The image became so well-known that a man who said he was the demonstrator put details for booking requests on his Twitter profile. He got thousands of new Twitter followers.
It’s become apparent that anyone who has played a contributing role in this city’s unsteady vortex has been reshaped in it. Along with fostering celebrity, events here have taken on a ritualistic quality, with protesters gathering night after night along a small stretch of West Florissant Avenue. “During the day, it’s a spectacle. At night, it’s a war zone,” Wes Suber, a 26-year-old sociology student from Ferguson, said one night this week.
Akbar Muhammad, a leader with the Nation of Islam, this week conceded to reporters the challenge of maintaining control and focusing energy, saying, “We don’t have a playbook for this.” His group was trying to “mobilize the young men” who had claimed the streets at night, he said.

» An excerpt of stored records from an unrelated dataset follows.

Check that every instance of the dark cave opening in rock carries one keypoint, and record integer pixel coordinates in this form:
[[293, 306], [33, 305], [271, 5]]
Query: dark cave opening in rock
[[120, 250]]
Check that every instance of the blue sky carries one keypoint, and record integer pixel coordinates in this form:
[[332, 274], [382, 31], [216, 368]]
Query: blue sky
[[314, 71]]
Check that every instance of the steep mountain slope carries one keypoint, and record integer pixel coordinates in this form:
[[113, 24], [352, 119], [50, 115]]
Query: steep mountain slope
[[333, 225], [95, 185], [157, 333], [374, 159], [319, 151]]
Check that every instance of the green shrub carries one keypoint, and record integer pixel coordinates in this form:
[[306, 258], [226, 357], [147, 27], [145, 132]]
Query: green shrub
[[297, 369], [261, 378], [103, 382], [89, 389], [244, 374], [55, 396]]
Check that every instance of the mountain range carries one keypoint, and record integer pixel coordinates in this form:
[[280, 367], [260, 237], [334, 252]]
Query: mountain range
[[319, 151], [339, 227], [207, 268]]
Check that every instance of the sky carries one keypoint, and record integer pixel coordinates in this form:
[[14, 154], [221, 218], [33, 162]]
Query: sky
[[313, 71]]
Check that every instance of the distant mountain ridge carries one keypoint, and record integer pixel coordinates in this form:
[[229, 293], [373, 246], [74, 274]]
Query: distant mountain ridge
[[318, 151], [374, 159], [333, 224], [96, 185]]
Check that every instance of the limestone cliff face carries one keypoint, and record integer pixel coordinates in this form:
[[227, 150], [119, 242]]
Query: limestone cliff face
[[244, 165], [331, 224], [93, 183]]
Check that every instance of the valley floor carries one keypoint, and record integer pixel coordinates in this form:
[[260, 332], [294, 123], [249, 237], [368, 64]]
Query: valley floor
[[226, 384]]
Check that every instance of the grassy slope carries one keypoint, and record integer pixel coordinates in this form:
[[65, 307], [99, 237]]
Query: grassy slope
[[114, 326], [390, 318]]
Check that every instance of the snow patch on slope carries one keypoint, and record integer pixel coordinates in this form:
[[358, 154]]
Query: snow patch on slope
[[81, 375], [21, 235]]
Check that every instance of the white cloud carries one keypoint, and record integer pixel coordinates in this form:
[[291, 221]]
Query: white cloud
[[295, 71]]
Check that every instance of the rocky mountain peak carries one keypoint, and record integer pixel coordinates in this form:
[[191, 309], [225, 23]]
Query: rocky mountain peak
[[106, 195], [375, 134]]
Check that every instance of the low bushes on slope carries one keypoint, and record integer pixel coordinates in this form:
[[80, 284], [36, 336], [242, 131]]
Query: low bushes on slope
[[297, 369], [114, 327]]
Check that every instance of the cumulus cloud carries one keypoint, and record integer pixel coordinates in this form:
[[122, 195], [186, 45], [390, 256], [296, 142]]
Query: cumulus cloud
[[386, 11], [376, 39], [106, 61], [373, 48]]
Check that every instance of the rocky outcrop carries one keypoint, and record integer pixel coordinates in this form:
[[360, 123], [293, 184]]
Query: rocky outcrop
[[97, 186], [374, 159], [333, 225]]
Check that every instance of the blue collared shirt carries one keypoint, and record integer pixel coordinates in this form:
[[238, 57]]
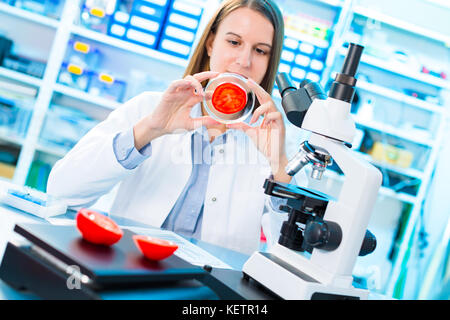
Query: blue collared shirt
[[186, 215]]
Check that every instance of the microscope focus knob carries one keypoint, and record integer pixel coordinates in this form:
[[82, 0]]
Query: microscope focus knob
[[325, 235]]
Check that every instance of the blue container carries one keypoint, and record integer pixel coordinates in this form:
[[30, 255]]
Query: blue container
[[142, 38], [96, 14], [73, 76], [183, 20], [107, 86], [145, 24], [174, 47], [150, 10], [117, 30], [83, 55], [180, 28]]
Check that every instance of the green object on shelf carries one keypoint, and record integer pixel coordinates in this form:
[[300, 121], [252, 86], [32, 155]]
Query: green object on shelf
[[38, 175]]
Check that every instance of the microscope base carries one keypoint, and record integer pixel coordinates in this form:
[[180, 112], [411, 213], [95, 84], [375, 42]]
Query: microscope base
[[292, 284]]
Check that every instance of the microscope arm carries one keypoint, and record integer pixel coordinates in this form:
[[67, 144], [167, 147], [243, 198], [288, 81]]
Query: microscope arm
[[352, 210]]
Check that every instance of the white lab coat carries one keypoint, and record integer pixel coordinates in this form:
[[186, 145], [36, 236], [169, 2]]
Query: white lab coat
[[234, 201]]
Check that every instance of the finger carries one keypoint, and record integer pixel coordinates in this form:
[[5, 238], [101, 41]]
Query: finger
[[260, 93], [239, 126], [273, 116], [202, 76]]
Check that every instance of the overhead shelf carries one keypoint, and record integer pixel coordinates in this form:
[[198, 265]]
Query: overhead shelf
[[6, 135], [20, 77], [403, 171], [403, 25], [28, 15], [383, 191], [402, 70], [84, 96], [56, 151], [393, 131], [398, 96]]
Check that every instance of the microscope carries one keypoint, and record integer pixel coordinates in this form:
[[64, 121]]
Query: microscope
[[322, 237]]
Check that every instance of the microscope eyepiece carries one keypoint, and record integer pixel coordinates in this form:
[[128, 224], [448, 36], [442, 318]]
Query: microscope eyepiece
[[314, 89], [343, 87], [352, 59]]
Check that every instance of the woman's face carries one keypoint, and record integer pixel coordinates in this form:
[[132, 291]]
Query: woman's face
[[242, 44]]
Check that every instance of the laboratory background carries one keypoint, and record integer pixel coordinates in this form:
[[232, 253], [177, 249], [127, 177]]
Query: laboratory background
[[65, 65]]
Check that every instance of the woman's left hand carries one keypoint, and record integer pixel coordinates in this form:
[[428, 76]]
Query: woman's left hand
[[270, 136]]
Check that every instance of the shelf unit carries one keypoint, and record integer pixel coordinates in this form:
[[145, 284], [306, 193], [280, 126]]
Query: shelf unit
[[396, 69], [65, 28]]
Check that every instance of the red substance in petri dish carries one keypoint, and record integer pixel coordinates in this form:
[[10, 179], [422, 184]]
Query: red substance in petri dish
[[229, 98]]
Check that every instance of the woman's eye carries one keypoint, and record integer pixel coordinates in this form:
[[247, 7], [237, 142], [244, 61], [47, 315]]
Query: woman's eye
[[260, 51]]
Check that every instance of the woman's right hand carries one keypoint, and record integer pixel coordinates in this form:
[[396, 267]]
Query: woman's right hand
[[173, 111]]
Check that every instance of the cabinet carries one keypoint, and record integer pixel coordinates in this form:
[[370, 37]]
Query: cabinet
[[401, 110]]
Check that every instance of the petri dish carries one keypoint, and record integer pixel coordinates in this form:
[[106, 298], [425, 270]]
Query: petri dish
[[228, 99]]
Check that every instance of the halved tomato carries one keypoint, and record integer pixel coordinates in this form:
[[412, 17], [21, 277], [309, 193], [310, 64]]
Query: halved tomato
[[98, 228], [154, 248], [229, 98]]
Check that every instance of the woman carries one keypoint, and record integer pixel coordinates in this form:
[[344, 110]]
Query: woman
[[178, 168]]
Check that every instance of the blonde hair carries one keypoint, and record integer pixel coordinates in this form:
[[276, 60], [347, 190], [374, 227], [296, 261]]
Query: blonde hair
[[199, 61]]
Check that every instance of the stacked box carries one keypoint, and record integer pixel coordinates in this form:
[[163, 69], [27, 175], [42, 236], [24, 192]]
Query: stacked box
[[302, 60], [178, 34], [105, 85], [81, 58], [96, 14]]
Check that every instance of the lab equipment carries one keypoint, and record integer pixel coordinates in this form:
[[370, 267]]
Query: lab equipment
[[228, 99], [323, 236], [52, 260], [96, 14], [31, 200]]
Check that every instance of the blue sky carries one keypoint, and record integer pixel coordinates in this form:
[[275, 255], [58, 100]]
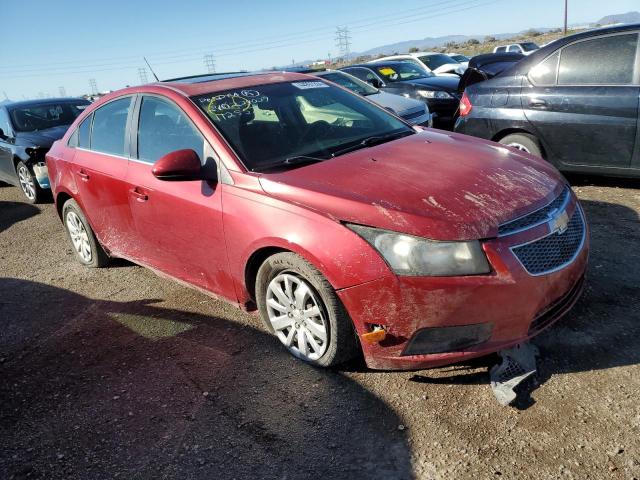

As always seems to happen with a big news event, the spotlight also has fallen, and not flatteringly, on the news media. Suber zeroed in on the national and global journalists who have descended on Ferguson to document the unrest, to the point that they have begun to outnumber demonstrators at the end of recent nights. Suber, with a black bandanna fixed around his neck, watched a gaggle of journalists pass.
“It’s embarrassing,” he said. “You’ll have six protesters in the street and 30 cameras.”
Complaints — sometimes shouted, sometimes murmured — have mounted recently over whether the focus on Brown’s death on Aug. 9 has been stolen by those hoping to draw the spotlight to themselves. Many demonstrators and onlookers have hoped that the Ferguson uprising would be transformative not just for its participants, but for the nation.
Anthony Williams hopes for as much. Williams, a 60-year-old Lutheran pastor and journalist who traveled here from Chicago, reached back to a term from Greek antiquity to describe the potential of Ferguson — kairos.
The Greeks, Williams explained, had two words to reflect time. There’s chronos, the kind of time that can be measured in minutes or hours. Kairos, however, refers to a more important, transformative time.
“You have these moments in history where kairos time is speaking to us,” said Williams, with a camera around his neck, seeking to document what he hoped would be a nationwide tipping point in how the nation treats African Americans. “Ferguson is this kairos moment.”
Perhaps, he suggested, it would push America toward peace and civility. Others have said as much. “As Americans, we’ve got to use this moment to seek out our shared humanity that’s been laid bare by this moment,” President Obama said this week.
“What I’m seeing, hopefully, is a catalyst for change. Nothing wrong with protest. This country was founded on protest,” said St. Louis County Det. Kevin Bentley as he worked crowd control last week, sounding more like a demonstrator than a peace officer.
One demonstrator, Torraquai Walker, 36, of Ferguson, this week summed up the nights of peaceful demonstrations. “I love it,” Walker said. “This is the most unity I’ve seen in St. Louis in my adult life…. Everybody wants to be a part of it.”
Another demonstrator, Arshad Goods, 26, of University City, Mo., said, “It’s sad that somebody had to lose their life, but the dialogue that’s taking place is amazing.”
Yet another protester, China Hearns, 28, of Northwoods, Mo., reflected on what the weeks of protest meant. “We all have a purpose in life,” she said, and maybe Michael Brown’s was to bring everyone together.